Ser barra es ser un profesional. Un profesional independiente que pone sus servicios a disposición de la política. Su escenario de desarrollo suele ser el fútbol. Pero esa sana pasión deportiva es una pantalla. Detrás de ella esconden sus negocios, la droga, la delincuencia y sus vínculos con el poder y la política. Hoy en día hay gente que se saca fotos con los barras. Han sido encumbrados a la categoría de celebridades. Son impunes y el poder les facilitó un atajo a la riqueza. Están metidos en los negocios sucios de la política y muchos los enmascaran con negocios “lícitos” de los clubes de fútbol, como la operación de sus estacionamientos, de sus servicios de comida o, en algunos casos, hasta de la irónica seguridad de los estadios.

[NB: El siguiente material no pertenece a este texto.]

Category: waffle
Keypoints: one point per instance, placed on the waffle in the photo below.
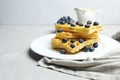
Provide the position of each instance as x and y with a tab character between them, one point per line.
75	35
58	44
79	29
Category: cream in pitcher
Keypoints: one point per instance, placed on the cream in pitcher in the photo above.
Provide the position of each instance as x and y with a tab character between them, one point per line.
84	15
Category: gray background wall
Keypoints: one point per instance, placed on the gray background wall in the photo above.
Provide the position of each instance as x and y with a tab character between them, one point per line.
48	11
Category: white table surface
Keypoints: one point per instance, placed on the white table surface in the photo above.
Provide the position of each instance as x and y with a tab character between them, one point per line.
18	62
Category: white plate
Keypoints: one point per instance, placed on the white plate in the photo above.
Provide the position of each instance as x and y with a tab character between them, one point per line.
42	46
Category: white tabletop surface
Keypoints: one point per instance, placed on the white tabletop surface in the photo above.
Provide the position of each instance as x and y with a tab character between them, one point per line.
18	62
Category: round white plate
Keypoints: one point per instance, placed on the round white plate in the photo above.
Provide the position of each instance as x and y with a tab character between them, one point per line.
42	46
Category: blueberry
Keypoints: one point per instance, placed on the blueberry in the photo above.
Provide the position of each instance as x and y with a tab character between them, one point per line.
72	40
73	25
70	22
95	45
86	49
62	51
72	45
89	22
91	49
95	23
79	23
68	17
64	40
81	40
87	26
59	30
63	22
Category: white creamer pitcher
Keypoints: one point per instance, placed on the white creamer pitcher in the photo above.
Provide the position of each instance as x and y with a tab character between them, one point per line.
84	15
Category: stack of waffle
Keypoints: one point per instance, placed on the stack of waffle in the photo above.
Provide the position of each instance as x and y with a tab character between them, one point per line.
72	37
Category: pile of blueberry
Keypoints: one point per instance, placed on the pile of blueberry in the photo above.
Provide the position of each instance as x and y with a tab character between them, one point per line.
85	49
90	49
69	20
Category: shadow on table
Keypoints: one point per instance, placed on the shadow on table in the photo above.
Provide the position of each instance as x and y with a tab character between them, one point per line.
33	55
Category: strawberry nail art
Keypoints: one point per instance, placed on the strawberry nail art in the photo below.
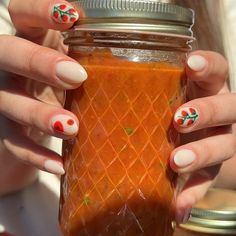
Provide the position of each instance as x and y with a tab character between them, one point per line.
63	13
186	117
64	124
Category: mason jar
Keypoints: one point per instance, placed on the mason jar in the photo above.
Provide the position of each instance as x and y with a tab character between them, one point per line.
118	181
214	215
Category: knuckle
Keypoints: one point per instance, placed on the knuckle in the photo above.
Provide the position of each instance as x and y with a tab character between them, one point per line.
32	59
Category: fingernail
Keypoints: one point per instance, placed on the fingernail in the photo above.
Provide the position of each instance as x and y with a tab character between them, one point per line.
64	124
71	72
186	117
54	167
64	13
197	63
184	158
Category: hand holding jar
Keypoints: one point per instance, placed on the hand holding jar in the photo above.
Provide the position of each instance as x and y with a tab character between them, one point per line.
40	72
207	126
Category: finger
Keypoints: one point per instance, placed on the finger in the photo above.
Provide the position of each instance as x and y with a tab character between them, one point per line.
50	119
27	59
203	153
24	149
209	70
206	112
33	18
194	190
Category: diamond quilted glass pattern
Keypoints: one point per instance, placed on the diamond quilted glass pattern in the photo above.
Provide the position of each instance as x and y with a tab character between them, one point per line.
117	178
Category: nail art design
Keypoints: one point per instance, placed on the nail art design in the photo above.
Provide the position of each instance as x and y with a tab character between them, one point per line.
64	124
186	117
63	13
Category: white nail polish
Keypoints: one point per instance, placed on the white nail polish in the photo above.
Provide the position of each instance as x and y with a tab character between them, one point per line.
197	63
71	72
187	215
54	167
64	124
184	158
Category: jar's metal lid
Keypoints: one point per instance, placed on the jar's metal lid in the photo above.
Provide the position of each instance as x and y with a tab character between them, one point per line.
216	213
134	15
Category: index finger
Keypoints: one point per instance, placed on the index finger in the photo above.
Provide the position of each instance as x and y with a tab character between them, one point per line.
209	72
34	17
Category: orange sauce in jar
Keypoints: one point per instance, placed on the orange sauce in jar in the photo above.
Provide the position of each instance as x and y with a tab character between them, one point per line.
117	180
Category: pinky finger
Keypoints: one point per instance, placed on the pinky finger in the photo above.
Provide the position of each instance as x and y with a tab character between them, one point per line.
26	150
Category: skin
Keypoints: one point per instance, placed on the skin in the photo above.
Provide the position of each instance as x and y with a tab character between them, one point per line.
29	55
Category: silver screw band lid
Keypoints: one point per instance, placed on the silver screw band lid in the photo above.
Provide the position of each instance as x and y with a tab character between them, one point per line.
134	15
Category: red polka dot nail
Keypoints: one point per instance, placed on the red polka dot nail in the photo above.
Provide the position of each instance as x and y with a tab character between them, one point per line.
64	13
186	117
64	124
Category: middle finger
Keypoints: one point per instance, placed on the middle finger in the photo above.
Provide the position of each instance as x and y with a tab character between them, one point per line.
206	112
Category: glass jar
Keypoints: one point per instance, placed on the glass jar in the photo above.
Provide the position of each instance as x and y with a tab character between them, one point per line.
118	181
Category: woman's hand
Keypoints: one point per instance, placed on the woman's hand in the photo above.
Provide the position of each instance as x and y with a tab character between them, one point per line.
38	73
206	122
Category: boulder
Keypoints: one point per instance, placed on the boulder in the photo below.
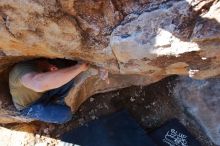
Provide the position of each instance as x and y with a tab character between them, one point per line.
137	42
201	99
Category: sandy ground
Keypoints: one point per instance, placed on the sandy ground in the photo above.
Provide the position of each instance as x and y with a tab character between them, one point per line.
150	106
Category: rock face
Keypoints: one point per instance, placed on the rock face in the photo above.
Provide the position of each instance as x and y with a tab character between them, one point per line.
138	42
201	99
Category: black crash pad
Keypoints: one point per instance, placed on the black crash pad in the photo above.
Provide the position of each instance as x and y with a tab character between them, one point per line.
119	129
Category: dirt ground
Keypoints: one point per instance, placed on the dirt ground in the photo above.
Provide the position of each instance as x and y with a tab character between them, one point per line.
150	106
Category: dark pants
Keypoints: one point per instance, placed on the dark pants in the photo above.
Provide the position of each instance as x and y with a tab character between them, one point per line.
51	107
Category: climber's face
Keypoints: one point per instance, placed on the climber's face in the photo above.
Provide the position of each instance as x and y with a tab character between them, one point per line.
45	66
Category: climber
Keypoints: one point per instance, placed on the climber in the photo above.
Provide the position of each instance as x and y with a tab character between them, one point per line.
38	89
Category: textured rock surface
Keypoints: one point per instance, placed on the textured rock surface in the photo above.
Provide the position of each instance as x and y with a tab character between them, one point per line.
138	42
202	99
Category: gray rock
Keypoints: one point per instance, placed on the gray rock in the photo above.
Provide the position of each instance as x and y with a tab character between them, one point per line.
201	99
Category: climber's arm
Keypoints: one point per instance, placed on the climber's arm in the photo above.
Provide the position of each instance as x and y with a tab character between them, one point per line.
41	82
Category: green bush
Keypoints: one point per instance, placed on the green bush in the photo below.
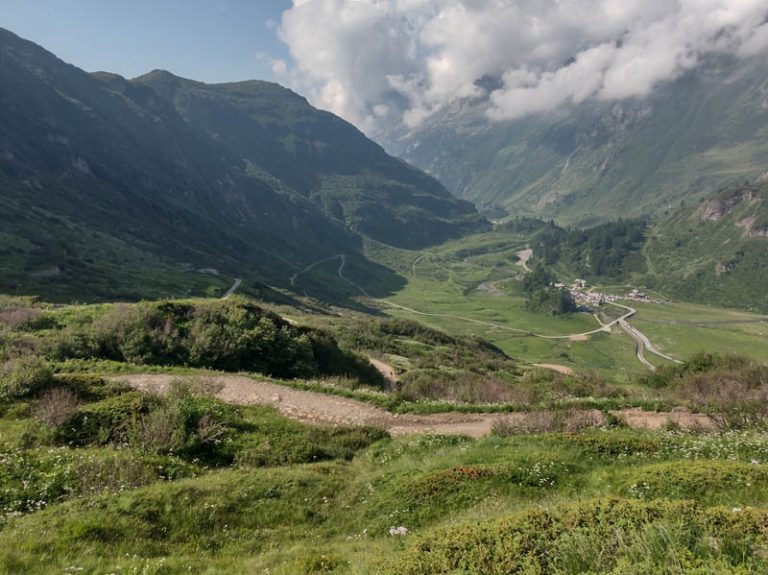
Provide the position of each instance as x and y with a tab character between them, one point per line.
608	536
24	376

Los barras configuran un estereotipo social de la década kirchnerista; el estereotipo del violento, del patotero, del prepotente, del que impone su postura por la fuerza. El barra es una especie de resumen humano del “modelo”. Por eso, son imperseguibles. Ir en contra de los barras es como ir en contra del corazón cultural que los Kirchner han traído del sur. Los barras son la versión futbolera de La Cámpora, en donde la intimidación es la herramienta preferida de la “negociación”.

El triunfo de las fuerzas del orden en otros países del mundo sobre la violencia en el fútbol partía de una base descontada: se trataba de la lucha del bien sobre el mal. El mal no quería pasar por el bien y el bien tenía en claro quiénes eran los malos. En la Argentina de los Kirchner esos términos están completamente tergiversados. Los funcionarios del Estado, empezando por los dos presidentes de la década y por los lenguaraces que los han seguido, han sido los primeros en reivindicar ese modo patotero de comportarse. Lo han hecho abiertamente, a la luz del día, a los ojos de todo el mundo. Se han vanagloriado de su violencia y de la capacidad que tiene el miedo para obtener resultados. En esa línea se han anotado Néstor, Cristina, Moreno, Kicillof, Larroque, Recalde, Anífbal Fernandez, De Vido, Kunkel, Conti, Di Tullio, Rossi… En fin todo una pléyade de personajes del primer orden de la política nacional.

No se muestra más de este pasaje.